As far as AJ, none of this is fundamentally his fault. He's running a business. His job is to field the best team possible each year within an operating budget supported by the San Diego market. Did SD have the talent out there to win? Clearly did. Did it have to have MM & VJ to win? No. Not signing MM & VJ in the off season is just as much about future negotiations with players as it is the 2010 season. 2010 is easiest schedule SD will ever have, so there's something to be said to playing hardball and getting to the playoffs with a little less than max.

Neoplatonist Bolthead said... Sep 27, 2010, 3:42:00 PM

This is a championship-caliber team that's got a few major (and fillable) holes. The '10 Chargers will miss a good pass rush unless/until Merriman gets back to full health. Otherwise, the D looks pretty good. The offense is solid all around: stout run game, top-five NFL QB, better than average line and receiving corps.

But... something really, really needs to be done on special teams. If it's an attitude problem, cut somebody and replace him with a dedicated placekicker. If it's a scheming problem, go back to the drawing board.

So the team gets a B. But the first three games get D, B+ and D. Special teams gets F-minus, F, and F-minus-minus.

Anonymous said... Sep 27, 2010, 10:27:00 PM

The Chargers need to think about what kind of team they want to be when they grow up.

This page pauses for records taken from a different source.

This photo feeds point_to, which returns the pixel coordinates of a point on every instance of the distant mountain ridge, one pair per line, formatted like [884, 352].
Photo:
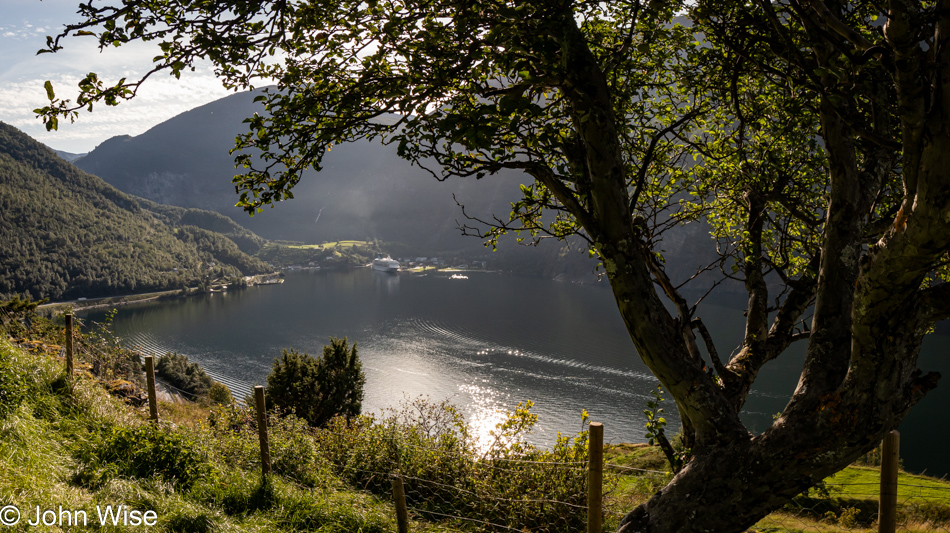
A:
[364, 191]
[67, 234]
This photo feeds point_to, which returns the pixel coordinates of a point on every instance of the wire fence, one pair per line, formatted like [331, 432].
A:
[451, 481]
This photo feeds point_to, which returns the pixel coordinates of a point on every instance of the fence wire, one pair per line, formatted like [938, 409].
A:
[515, 487]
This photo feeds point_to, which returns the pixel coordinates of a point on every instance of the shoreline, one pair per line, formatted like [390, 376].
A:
[126, 299]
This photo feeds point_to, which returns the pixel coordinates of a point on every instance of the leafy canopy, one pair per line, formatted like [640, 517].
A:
[318, 388]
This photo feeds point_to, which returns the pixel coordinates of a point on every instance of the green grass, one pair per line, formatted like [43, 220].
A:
[50, 439]
[850, 505]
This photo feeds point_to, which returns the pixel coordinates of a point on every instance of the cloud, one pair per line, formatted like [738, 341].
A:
[160, 98]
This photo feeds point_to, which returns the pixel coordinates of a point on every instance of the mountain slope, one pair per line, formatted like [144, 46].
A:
[363, 192]
[67, 234]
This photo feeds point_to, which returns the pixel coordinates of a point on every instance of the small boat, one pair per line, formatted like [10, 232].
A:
[385, 264]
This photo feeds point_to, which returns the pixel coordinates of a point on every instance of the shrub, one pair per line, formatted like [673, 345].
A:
[12, 383]
[318, 389]
[447, 472]
[220, 394]
[181, 373]
[143, 452]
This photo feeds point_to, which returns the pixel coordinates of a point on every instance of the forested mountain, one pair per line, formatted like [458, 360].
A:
[364, 192]
[67, 234]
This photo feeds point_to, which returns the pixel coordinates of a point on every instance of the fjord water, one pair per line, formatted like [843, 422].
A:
[484, 343]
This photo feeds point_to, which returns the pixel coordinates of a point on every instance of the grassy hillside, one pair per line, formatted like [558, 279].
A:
[81, 446]
[66, 234]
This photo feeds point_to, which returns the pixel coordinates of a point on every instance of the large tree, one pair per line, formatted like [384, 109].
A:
[818, 134]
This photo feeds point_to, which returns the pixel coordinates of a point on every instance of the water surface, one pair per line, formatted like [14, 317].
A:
[485, 343]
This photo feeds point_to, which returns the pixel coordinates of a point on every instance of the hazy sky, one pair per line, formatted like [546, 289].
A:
[24, 25]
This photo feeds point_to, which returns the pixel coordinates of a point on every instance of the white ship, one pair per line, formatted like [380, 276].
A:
[385, 264]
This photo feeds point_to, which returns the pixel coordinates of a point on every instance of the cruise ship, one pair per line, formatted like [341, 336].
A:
[385, 264]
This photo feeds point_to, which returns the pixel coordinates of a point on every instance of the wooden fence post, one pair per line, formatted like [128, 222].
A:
[399, 497]
[150, 382]
[262, 429]
[69, 347]
[890, 456]
[595, 478]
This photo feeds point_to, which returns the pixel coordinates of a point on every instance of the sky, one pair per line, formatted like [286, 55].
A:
[24, 25]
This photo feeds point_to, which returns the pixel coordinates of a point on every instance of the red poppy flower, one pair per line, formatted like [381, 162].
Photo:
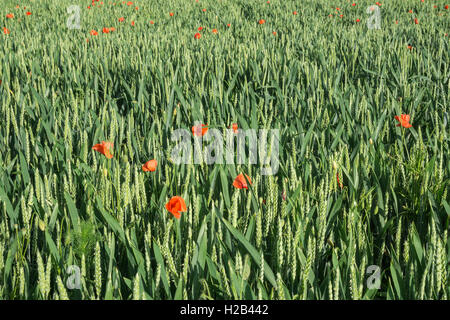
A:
[104, 148]
[403, 121]
[150, 165]
[339, 183]
[240, 182]
[199, 131]
[176, 205]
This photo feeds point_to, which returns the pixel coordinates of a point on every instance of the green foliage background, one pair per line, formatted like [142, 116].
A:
[329, 84]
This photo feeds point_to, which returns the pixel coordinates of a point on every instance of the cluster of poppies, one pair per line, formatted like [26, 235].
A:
[176, 204]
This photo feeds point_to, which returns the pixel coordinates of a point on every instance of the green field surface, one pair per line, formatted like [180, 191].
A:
[359, 207]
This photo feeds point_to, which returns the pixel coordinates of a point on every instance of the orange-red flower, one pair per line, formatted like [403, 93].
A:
[240, 181]
[104, 148]
[403, 121]
[199, 131]
[150, 165]
[176, 205]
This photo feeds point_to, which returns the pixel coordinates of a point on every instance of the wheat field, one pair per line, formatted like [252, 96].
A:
[359, 207]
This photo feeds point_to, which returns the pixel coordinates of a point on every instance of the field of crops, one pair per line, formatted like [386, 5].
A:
[358, 208]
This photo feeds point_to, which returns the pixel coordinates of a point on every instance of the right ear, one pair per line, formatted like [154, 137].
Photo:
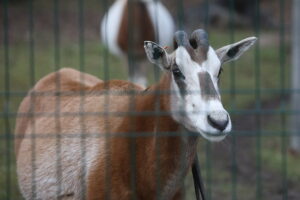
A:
[234, 51]
[157, 55]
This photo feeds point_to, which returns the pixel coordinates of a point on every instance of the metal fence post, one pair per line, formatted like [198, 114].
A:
[295, 119]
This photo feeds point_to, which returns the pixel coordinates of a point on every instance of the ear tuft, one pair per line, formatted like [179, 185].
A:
[234, 51]
[156, 54]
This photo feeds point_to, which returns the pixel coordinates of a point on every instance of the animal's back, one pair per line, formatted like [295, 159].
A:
[62, 140]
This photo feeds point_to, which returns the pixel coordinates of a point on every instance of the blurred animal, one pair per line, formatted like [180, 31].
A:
[75, 138]
[128, 23]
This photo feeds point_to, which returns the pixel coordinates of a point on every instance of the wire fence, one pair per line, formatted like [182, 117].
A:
[40, 37]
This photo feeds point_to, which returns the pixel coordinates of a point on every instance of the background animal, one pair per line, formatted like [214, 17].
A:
[80, 140]
[128, 23]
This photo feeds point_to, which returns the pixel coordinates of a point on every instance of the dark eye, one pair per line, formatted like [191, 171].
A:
[220, 72]
[177, 73]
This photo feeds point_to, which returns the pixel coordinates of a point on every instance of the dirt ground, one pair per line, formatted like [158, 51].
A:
[272, 182]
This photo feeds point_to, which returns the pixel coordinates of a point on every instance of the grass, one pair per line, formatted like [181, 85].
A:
[238, 86]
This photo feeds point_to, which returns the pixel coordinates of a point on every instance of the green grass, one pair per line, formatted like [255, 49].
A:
[240, 77]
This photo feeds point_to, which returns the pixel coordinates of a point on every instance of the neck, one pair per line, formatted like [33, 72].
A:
[165, 152]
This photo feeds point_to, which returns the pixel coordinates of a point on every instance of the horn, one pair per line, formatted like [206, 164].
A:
[199, 40]
[181, 39]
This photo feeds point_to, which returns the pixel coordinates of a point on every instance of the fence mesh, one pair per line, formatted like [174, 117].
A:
[254, 162]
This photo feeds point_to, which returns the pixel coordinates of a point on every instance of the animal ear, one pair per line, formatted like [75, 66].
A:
[157, 55]
[234, 51]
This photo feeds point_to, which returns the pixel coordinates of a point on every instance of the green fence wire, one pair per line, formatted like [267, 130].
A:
[231, 181]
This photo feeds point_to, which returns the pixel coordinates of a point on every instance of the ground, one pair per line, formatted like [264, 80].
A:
[253, 162]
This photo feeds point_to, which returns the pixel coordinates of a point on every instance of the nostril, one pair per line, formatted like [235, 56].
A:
[219, 124]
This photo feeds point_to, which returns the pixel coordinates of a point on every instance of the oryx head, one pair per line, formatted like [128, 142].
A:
[195, 69]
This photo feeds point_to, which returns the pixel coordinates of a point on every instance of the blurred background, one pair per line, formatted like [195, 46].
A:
[259, 160]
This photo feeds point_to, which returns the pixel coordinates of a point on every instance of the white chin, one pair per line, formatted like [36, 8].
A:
[213, 138]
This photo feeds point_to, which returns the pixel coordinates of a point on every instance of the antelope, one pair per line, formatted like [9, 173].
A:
[76, 139]
[128, 23]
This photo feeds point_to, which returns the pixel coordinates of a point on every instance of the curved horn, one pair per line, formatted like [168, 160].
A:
[181, 39]
[199, 41]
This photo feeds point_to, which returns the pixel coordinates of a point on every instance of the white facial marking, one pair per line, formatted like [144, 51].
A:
[192, 110]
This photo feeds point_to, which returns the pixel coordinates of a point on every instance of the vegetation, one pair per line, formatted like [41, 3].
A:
[239, 87]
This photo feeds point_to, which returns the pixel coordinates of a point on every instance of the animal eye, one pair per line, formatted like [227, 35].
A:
[177, 73]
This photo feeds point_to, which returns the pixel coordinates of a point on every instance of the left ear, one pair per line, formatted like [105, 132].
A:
[234, 51]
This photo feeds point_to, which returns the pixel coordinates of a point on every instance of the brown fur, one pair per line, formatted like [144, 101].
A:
[141, 28]
[155, 156]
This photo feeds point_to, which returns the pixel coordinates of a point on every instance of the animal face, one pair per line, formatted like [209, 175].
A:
[195, 69]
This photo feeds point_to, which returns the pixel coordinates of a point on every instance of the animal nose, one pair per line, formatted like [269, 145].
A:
[218, 120]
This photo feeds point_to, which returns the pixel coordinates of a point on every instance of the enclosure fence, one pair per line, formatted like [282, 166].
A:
[255, 161]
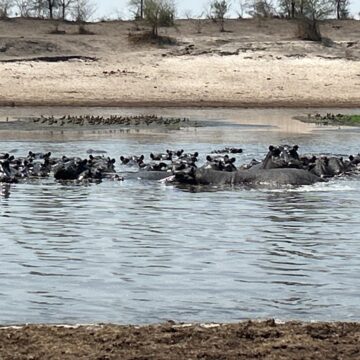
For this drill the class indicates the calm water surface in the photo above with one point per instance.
(144, 252)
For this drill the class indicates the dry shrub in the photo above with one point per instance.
(308, 30)
(84, 31)
(147, 37)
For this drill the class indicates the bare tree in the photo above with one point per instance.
(342, 9)
(51, 5)
(137, 8)
(23, 7)
(317, 9)
(218, 10)
(64, 7)
(262, 8)
(159, 13)
(83, 10)
(196, 20)
(5, 8)
(243, 8)
(308, 23)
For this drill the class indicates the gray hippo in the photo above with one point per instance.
(280, 167)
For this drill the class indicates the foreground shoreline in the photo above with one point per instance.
(182, 104)
(244, 340)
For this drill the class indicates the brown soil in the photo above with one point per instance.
(254, 63)
(246, 340)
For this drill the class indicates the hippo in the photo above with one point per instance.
(277, 169)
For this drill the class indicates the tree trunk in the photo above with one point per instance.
(51, 5)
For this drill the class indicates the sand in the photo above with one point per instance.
(253, 64)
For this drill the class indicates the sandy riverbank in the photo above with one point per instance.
(246, 340)
(252, 65)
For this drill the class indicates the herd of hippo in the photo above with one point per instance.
(281, 166)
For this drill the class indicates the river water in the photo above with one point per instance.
(143, 252)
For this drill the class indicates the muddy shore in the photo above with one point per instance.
(245, 340)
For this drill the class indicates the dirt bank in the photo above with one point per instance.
(247, 340)
(252, 64)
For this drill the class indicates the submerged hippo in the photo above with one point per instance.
(281, 166)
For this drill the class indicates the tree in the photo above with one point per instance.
(159, 13)
(317, 9)
(218, 10)
(82, 10)
(196, 20)
(262, 8)
(137, 8)
(5, 8)
(24, 7)
(313, 11)
(52, 5)
(243, 8)
(64, 6)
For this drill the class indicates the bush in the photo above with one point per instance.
(308, 29)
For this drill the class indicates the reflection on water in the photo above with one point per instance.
(141, 252)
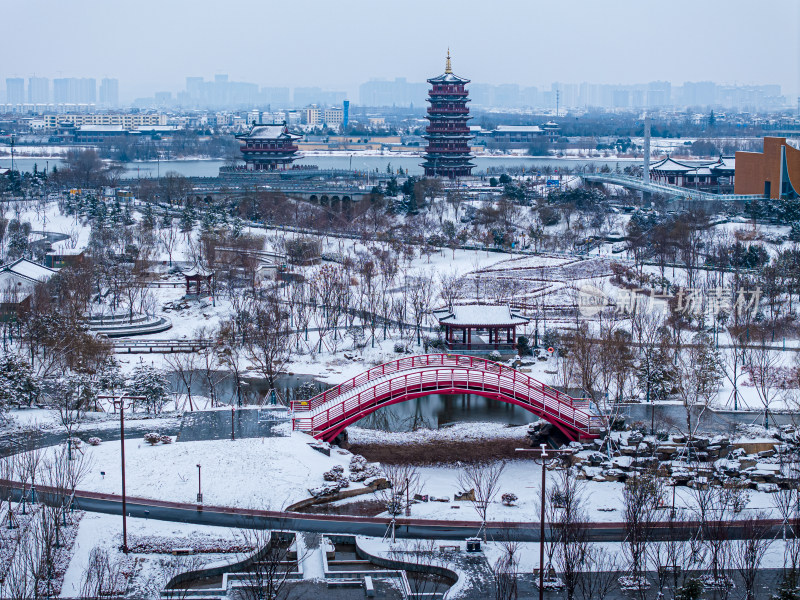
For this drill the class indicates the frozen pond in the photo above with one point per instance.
(210, 168)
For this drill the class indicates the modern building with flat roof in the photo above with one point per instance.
(775, 172)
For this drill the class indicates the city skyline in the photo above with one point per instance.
(220, 92)
(529, 44)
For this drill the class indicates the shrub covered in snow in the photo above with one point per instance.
(369, 472)
(326, 489)
(152, 385)
(508, 498)
(334, 474)
(358, 463)
(18, 383)
(401, 348)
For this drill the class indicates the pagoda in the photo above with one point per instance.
(268, 146)
(448, 135)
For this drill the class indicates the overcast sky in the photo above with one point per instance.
(153, 45)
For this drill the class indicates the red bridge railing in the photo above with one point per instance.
(417, 376)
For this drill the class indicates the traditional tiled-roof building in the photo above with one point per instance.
(268, 146)
(448, 135)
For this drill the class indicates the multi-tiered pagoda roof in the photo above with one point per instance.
(268, 146)
(448, 152)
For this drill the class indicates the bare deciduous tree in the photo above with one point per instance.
(484, 480)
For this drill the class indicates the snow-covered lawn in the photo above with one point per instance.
(272, 473)
(258, 473)
(105, 532)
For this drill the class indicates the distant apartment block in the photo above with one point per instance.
(15, 90)
(75, 90)
(38, 90)
(124, 120)
(109, 92)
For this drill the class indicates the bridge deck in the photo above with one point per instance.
(328, 413)
(637, 183)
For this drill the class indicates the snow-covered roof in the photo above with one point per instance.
(672, 165)
(101, 128)
(518, 129)
(11, 281)
(270, 131)
(197, 270)
(66, 252)
(726, 163)
(448, 78)
(30, 270)
(479, 314)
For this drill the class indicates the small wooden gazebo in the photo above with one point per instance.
(200, 277)
(478, 327)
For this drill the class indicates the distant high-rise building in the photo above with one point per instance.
(15, 90)
(163, 99)
(448, 136)
(700, 93)
(659, 93)
(38, 90)
(378, 92)
(276, 96)
(109, 92)
(61, 91)
(75, 90)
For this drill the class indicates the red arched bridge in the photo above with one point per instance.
(325, 416)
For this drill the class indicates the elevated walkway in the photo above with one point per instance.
(672, 191)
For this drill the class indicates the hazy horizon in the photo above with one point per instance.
(154, 46)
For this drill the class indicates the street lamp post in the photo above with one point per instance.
(543, 455)
(199, 488)
(408, 505)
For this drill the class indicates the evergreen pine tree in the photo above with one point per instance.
(187, 219)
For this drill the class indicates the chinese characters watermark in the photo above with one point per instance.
(713, 302)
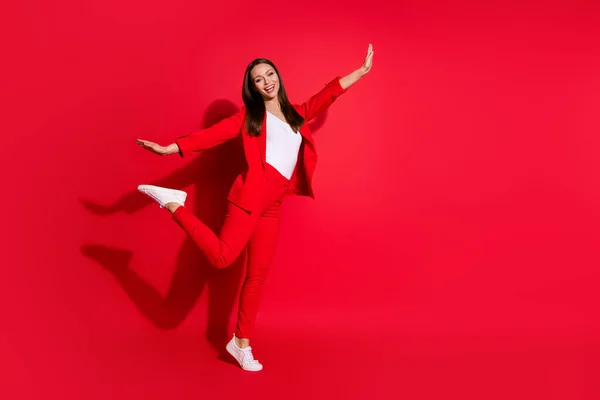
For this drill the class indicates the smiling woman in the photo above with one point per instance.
(281, 159)
(263, 90)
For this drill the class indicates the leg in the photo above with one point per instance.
(221, 250)
(261, 250)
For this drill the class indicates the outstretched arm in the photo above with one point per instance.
(354, 76)
(222, 131)
(326, 96)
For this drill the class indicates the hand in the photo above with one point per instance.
(366, 67)
(158, 149)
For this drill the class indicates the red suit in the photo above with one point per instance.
(252, 219)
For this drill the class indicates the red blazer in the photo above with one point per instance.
(248, 189)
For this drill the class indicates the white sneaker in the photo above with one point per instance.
(163, 195)
(243, 356)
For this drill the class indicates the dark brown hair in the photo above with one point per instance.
(255, 105)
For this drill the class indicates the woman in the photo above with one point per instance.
(281, 157)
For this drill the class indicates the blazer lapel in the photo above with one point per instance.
(262, 139)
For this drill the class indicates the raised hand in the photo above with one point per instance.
(158, 149)
(366, 67)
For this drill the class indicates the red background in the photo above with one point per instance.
(452, 251)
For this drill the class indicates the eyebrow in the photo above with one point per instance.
(270, 69)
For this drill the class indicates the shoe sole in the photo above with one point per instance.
(229, 348)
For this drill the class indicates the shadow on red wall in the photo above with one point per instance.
(212, 172)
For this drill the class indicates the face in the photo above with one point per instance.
(265, 80)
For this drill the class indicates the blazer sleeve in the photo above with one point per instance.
(224, 130)
(323, 99)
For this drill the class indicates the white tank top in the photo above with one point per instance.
(282, 145)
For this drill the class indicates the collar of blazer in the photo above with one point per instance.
(261, 140)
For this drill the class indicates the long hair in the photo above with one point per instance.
(255, 105)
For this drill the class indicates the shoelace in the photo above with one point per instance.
(248, 357)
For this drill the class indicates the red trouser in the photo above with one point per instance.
(258, 230)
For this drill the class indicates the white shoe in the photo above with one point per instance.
(163, 195)
(243, 356)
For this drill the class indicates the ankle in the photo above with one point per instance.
(242, 342)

There are so many areas that need to be fixed on this team. I believe it starts with the front office,and then coaching and finally the players. This team just seems ill-prepared. Hardwick said this team has a lot of heart. The reality is that some like Hardwick and Rivers do but many do not. Turner looks confused which makes me wonder what type of preparation his team did leading up to the season. The AJ vs. VJ thing is a distraction. The Chargers have the talent but they need to come and play the game. We got a preview of this team last year in the playoffs with the Jets. Too many guys have their heads in the clouds.